Alasannya adalah Ibnu sahnun adalah guru dari al-Qabisi yang sempat menimba
ilmu pengetahuan dari Ibnu Sahnun. Dengan demikian secara otomatis pola pikir
al-Qabisi atau hasil pemikiran dari al-Qabisi adalah kombinasi dari dua buah
pemikiran antara seorang guru dan muridnya. Dengan demikian pemikiran al-Qabisi
merupakan hasil pembaharuan serta pengembangan yang ia temukan dari gurunya
sendiri.
Keunggulan
pemikirannya khsusnya dalam tujuan pendidikan Islam sendiri, Dasar dan tujuan
pendidikan Islam, pandangan tentang peserta didik, kode etik seorang
pendidik,.metode pembelajaran, media atau alat pendidikan. Akan tetapi pola
pemikiran al-Qabisi lebih memiliki pengembangan-pengembangan dari berbagai
sudut pandang. Terlihat pada pemikirannya tentang peserta didik yang mengatakan
bahwa bercampurnya antara murid laki-laki dan perempuan dapat merusak atau
memperngaruhi psikologi peserta didik yang lain. Demikian halnya dengan pemikirannya
tentang pendidik yang menambah kode etik atau syarat-syarat bagi seorang
pendidik, namun perihal pengajian atau pengupahan seorang pendidik dalam hal
ini memiliki perbedaan pendapat. Adapun dengan kurikulumnya dapat mengalami
pengembangan serta diselaraskan sesuai dengan kebutuhan pasar atau perkembangan
zaman akan tetapi ada keritikan tajam oleh al-Qabisi sendiri tentang kurikulum
hari ini yang memuat terlalu banyak materi yang dipelajari oleh peserta didik
khususnya pada usia sekolah dasar (SD), daru sudut pandang metode
pembelajarannya dapat dikatakan dengan sama dan sependapat perihal tetanng
metode pembelajaran al-Quran dengan metode hafalan dan demontrasi, sedangkan
menurut al-Qabisi bahwa metode harus diselaraskan dengan usia atau tahapat psikologi
peserta didik. Sedangkan karena tujuan pendidikan mereka sama maka media
khususnya media nonfisik mereka memiliki persamaan.
[1]Abuddin
Nata.2003. Pemikiran Para Tokoh Pendidikan Islam. Jakarta: PT. Raja Grafindo
Persada. Hlm, 27.
[2]Ahmad Fuad al-Ahwani. 1980. al-Tarbiyah fi al-ISLAM. Kairo:Dar al-Ma'Arif. Hlm, 27.
[3]Abuddin
Nata.2003. Pemikiran Para Tokoh Pendidikan Islam. Jakarta: PT. Raja
Grapindo Persada. Hlm, 28.
[4]Ahmad Fuad al-Ahwani. 1980. al-Tarbiyah fi al-ISLAM. Kairo:Dar al-Ma'Arif. Hlm, 108.

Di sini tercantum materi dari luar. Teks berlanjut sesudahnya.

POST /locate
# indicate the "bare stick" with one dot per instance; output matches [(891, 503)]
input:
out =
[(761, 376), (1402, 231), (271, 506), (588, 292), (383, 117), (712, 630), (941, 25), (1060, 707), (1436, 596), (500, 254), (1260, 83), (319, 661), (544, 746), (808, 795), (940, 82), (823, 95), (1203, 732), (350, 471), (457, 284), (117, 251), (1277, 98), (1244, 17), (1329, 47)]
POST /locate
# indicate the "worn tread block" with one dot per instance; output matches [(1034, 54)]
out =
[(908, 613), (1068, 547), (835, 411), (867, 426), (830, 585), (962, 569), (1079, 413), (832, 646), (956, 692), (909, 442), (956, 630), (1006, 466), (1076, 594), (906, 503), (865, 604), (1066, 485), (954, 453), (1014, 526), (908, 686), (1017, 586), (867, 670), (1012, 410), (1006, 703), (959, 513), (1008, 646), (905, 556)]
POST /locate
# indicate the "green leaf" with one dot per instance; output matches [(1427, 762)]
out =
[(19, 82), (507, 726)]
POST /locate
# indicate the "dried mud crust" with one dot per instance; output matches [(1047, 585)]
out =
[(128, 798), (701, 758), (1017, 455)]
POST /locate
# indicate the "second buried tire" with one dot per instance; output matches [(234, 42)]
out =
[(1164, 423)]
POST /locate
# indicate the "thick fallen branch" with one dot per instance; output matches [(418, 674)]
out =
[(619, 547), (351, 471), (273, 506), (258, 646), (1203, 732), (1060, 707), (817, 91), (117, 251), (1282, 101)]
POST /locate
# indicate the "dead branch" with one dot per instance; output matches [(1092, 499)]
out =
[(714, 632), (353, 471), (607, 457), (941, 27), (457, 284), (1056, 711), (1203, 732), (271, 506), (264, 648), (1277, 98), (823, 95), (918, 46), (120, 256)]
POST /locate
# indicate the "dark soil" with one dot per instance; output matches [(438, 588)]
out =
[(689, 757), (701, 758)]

[5]Ahmad Abdul Latief. 1987. al-Fikry al-Tarbawy al-Araby al-Islamiy. Tunisia: Maktab al-Araby.
Hlm, 771.
[6]Ali
Al-Jambulati dan Abdul Futuh Al-Tuwasaanisi. 2002. Perbandingan Pendidikan
Islam. PT Rineka Cipta. Jakarta.
Hal. 81-88
[7]Al-Na’miy,
Abdullah Al-Amin, Al-Manahij waTuruq al-Ta’lim ‘inda al-Qabisi wa Ibn Khaldun,
Tej. Muhammad Ramzi Omar, Kaedah dan Teknik Pengajaran Menurut Ibn Khaldun dan
Al-Qabisi, Kualalumpur: Dewan Bahasa dan Pustaka, 1994.